I’ve made the connection in the past many times. Planning a story is very much like planning a gaming session. Sometimes the objective is out there and the trick is to create an environment and obstacles for the characters to experience and overcome to reach the obstacle. At other times I come up with a scenario and toss the characters into it so I can see what they come out with. I like to think of the latter method as the rock tumbler approach.

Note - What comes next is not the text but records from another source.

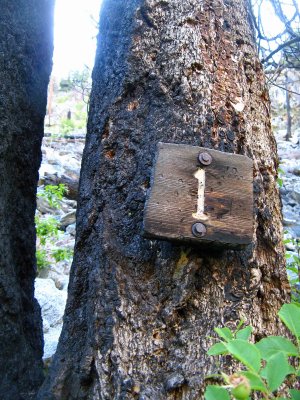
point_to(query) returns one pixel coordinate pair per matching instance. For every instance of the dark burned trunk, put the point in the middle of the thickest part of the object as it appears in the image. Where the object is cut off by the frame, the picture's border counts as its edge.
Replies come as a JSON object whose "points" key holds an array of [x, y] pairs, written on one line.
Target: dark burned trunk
{"points": [[25, 65], [140, 311]]}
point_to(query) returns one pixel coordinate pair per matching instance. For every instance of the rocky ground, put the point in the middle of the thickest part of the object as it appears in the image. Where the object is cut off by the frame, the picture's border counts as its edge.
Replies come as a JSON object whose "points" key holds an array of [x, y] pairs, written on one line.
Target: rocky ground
{"points": [[61, 164]]}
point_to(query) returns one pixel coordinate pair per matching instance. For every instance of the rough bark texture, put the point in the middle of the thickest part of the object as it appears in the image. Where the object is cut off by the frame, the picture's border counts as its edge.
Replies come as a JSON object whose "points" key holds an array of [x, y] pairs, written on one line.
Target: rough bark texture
{"points": [[140, 312], [25, 65]]}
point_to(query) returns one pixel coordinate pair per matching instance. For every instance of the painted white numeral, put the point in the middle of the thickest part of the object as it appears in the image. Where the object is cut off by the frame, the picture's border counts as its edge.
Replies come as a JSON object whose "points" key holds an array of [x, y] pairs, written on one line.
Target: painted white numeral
{"points": [[200, 175]]}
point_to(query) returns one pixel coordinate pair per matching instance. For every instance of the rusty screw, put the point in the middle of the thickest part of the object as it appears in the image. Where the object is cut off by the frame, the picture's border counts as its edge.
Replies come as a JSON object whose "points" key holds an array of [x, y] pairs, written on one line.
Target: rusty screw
{"points": [[205, 158], [199, 229]]}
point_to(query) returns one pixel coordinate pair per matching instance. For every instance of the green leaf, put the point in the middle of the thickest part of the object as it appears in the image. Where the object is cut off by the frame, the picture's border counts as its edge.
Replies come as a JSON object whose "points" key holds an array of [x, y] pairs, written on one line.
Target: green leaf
{"points": [[274, 344], [217, 349], [295, 394], [276, 370], [245, 333], [245, 352], [290, 316], [255, 381], [224, 333], [216, 393]]}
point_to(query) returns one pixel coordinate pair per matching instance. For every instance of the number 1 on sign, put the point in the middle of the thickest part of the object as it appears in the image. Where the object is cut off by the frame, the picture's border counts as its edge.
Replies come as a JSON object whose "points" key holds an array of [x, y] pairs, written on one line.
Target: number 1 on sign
{"points": [[200, 176]]}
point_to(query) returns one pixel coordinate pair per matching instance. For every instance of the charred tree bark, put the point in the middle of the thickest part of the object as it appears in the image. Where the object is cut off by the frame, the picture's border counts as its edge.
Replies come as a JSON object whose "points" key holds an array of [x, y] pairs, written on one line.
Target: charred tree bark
{"points": [[140, 312], [25, 65]]}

Oh, and about those other guys that spent significant time running the gaming sessions… one of them has a couple of books published (Food and Philosophy and Porn – Philosophy for Everyone: How to Think With Kink) and he’s a professor. Another one has done a few commercials and is working hard to achieve success as an actor by the name of James Knight. Great guys that I still consider good friends, bonds forged by gaming and other adolescent pursuits. It just goes to show that not every gamer dork is doomed to a life of living in their parent’s basement watching pirated cable and becoming addicted to World of Warcraft and Internet porn. And it let me do a little name dropping, which is always fun!

Disclaimer: Yes, I tried out World of Warcraft when it was released. I quit inside of two months, becoming disgusted with the game play and cartoonish look. There’s just no substitution, in my opinion, for pen and paper RPGs.